King Khoisan SA can be seen at his camp on the lawns of the Union Buildings on 12 June 2020, Pretoria. He had spent most of the morning in his tent to avoid the freezing cold. Picture: Jacques Nelles
Plans to evict a group of Khoisan protesters from the grounds of the Union Buildings have been put on ice by the Department of Public Works and Infrastructure.
“Minister Patricia de Lille was not consulted on this matter and has requested that the matter be put on hold until she has been consulted,” said Zara Nicholson, a spokesperson for the department.
The small group of protesting Khoisan people, led by the Khoisan King, have been staging a sit-in on the terrace where the Nelson Mandela statue was erected for almost two years now.
During a recent visit to the group, the Khoisan leader showed off the vegetable garden they had planted under level 3 of the lockdown to feed themselves. Carrots, cabbage, beetroot, basil, broccoli, butternuts and squash could be seen in the garden.
“We eat from this garden as we also need to sustain ourselves as months would get rough,” he said.
The protest began when the group left Port Elizabeth in the Eastern Cape in 2018 for Pretoria on foot to find out what had become of their memorandum of demands submitted during their first campout in Pretoria the previous year.
Monday, 30 November marks two years since they started living at the Union Buildings.
“If we are given a court order for eviction, whether it’s today or days to come, we will not accept any eviction,” said the leader.
King Khoisan said their stay at the Union Buildings had already been unbearable, however, they had been through too many storms to quit now.
“We will tell any official here who wants to evict us that we need the president to first engage with us regarding the issues we had brought to him.”

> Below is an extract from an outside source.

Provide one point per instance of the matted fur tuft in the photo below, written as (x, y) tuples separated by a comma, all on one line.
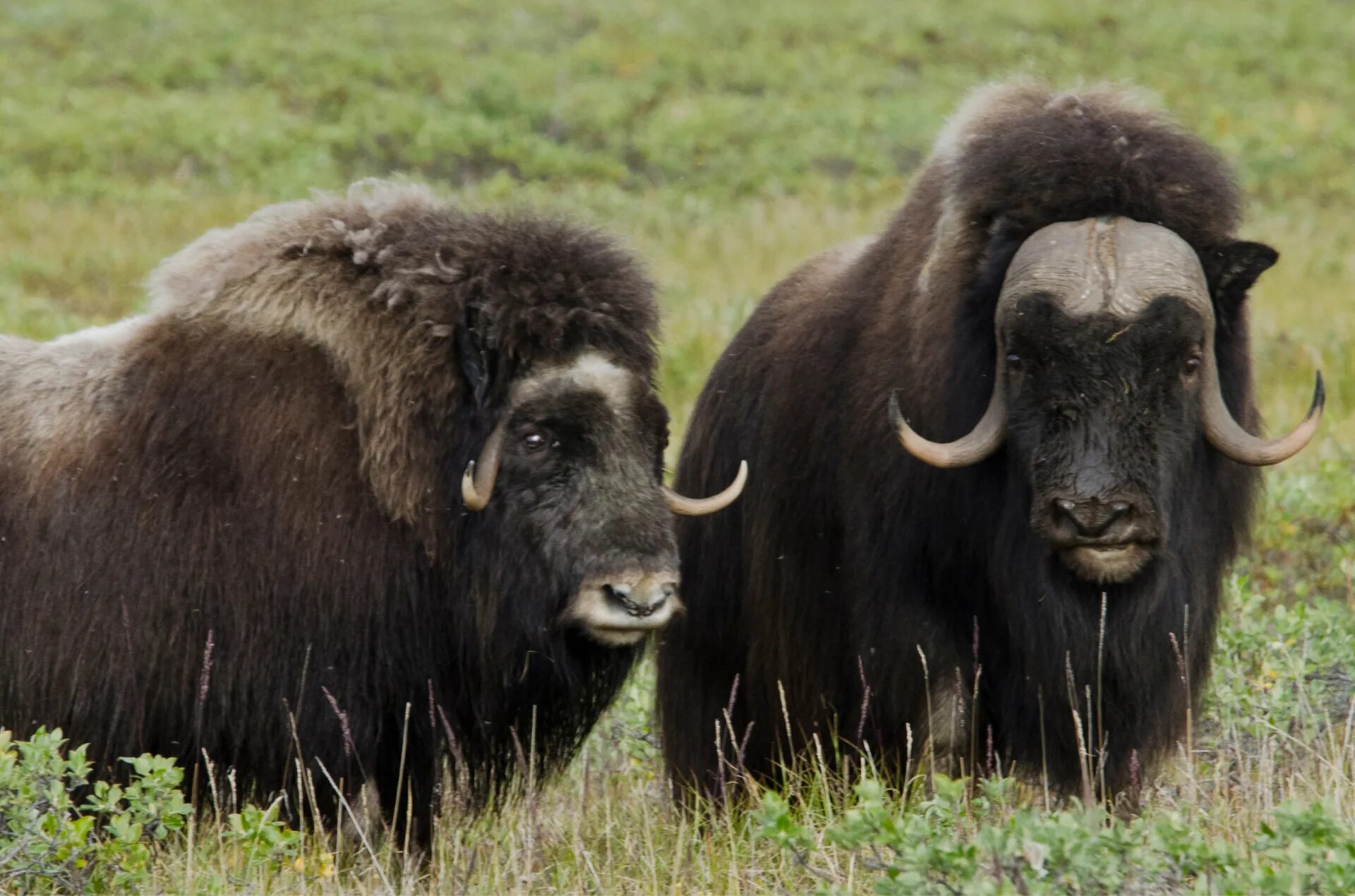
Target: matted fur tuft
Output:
[(234, 525), (383, 277), (809, 601), (1022, 156)]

He said they had originally not planned to stay in Pretoria for this long.
“When we came here, we thought this would be a journey of two to three weeks, however, we find ourselves being here for almost two years.”
King Khoisan said the Department of Public Works had allegedly been trying to use various actions to remove them.
“The first action was when we had power cuts where we were camping. We had stayed approximately a period of four months without power.
“Everything used to be dark, however, we approached the department officials and the lights were put back on.”
He said the department had blamed them for a broken irrigation system, while they had also been blamed for damages to old rocks used to create walls at the Union Buildings and harassing staff maintaining the gardens.
“Taps we would normally use to get water from would be cut off,” he claimed.
Since 2017, the group have been demanding:
- To be recognised as the first nation of South Africa, and included in decision-making;
- That their language be recognised as an official language of South Africa;
- For the land claims of 1913, to be scrapped because it was withholding their claims as the true owners of the land; and
- For the coloured identity be scrapped from Z83 forms and all forms of identity.
This article first appeared on Rekord and was republished with permission.